Smooth voice leading is defined as transitioning between chords or scales by changing only a few notes by a small amount. The 18 “maximally” smooth voice leading rules I have tabulated describe transitions where a single note is sharpened or flattened to transition to a new scale. Smooth and maximally smooth voice leading is described in more detail in prior work by Dmitri Tymoczko in 2004 and Joseph Strauss in 2005 (see References).
| rule | starting scale | bright or dark | # semitones | destination scale |
|---|---|---|---|---|
| 1 | major | dark | 5 | major |
| 2 | major | dark | 0 | harmonic major |
| 3 | major | dark | 0 | melodic minor |
| 4 | melodic minor | dark | -2 | major |
| 5 | melodic minor | dark | 0 | harmonic minor |
| 6 | harmonic major | dark | 5 | melodic minor |
| 7 | harmonic major | dark | 0 | harmonic minor |
| 8 | harmonic minor | dark | 3 | major |
| 9 | harmonic minor | dark | 3 | harmonic major |
| 10 | major | bright | -5 | major |
| 11 | major | bright | 2 | melodic minor |
| 12 | major | bright | -3 | harmonic minor |
| 13 | melodic minor | bright | 0 | major |
| 14 | melodic minor | bright | -5 | harmonic major |
| 15 | harmonic major | bright | 0 | major |
| 16 | harmonic major | bright | -3 | harmonic minor |
| 17 | harmonic minor | bright | 0 | melodic minor |
| 18 | harmonic minor | bright | 0 | harmonic major |
According to these rules, for every major scale, you can transition to 3 scales by flattening one note a single half step (3 maximally smooth bright-to-dark transitions). For the three other scale types–melodic minor, harmonic minor, and harmonic major, you can transition to only two other scales by flattening a single note. Surprisingly yet satisfyingly, for dark-to-bright transitions with sharpening a single note (rules 10-18), the number of transitions from each starting scale type is identical to that for the bright-to-dark transitions, although the destination scale types are different. In other words, the transitions have nuanced yet symmetric properties. Overall, the finding that there are more rules starting from major scale than the 3 other scale types suggests melodic minor, harmonic minor, and harmonic major scales are less versatile in terms of voice leading opportunities. This may be part of why they are perceived as more dissonant than the major scales (this dissonance is from my own personal experience, citation needed). The maximal evenness property of major scales (or rather that the notes of the major scale are more evenly distributed throughout pitch space than the three other seven note scales) seems to be what allows for more voice leading options, I have not rigorously investigated this although Richard Cohn talks about this in his book ‘Audacious Euphony” (thanks Ian Campbell).
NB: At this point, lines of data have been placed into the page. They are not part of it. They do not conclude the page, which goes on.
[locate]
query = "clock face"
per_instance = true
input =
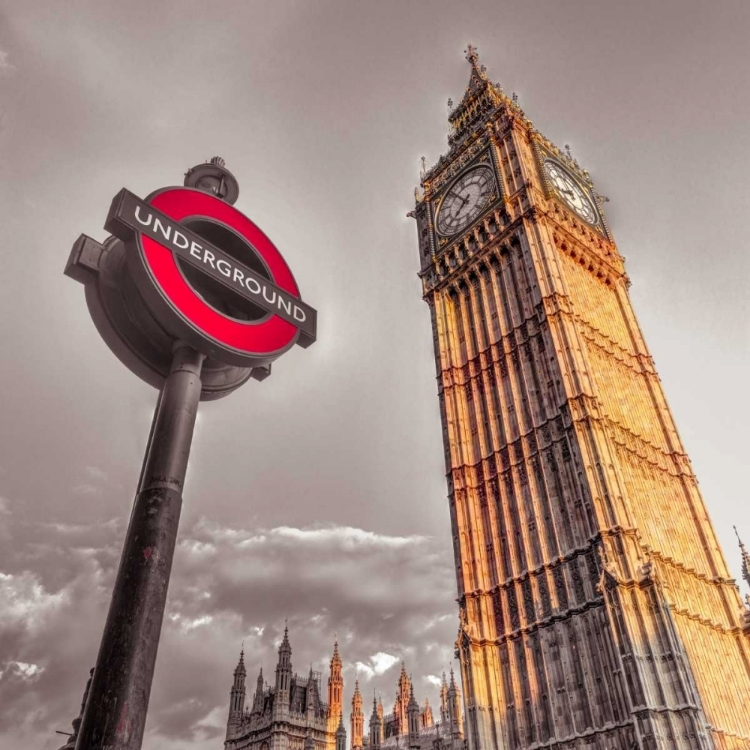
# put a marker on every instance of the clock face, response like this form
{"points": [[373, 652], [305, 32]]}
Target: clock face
{"points": [[465, 200], [570, 191]]}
These maximally smooth scale transitions could be used as rules for creating generative jazz compostions with a hidden markov model, for example, using the dictionary I have constructed in this python file. Or they may assist with choosing modulations in traditional jazz composition.
References
Cohn, Richard. Audacious Euphony: Chromatic Harmony and the Triad’s Second Nature. OUP USA, 2012.
Levy, Ernst. A theory of harmony. Suny Press, 1985.
Tymoczko, Dmitri. “Scale networks and Debussy.” Journal of Music Theory 48.2 (2004): 219-294.
Straus, Joseph N. “Voice leading in set-class space.” Journal of Music Theory 49.1 (2005): 45-108.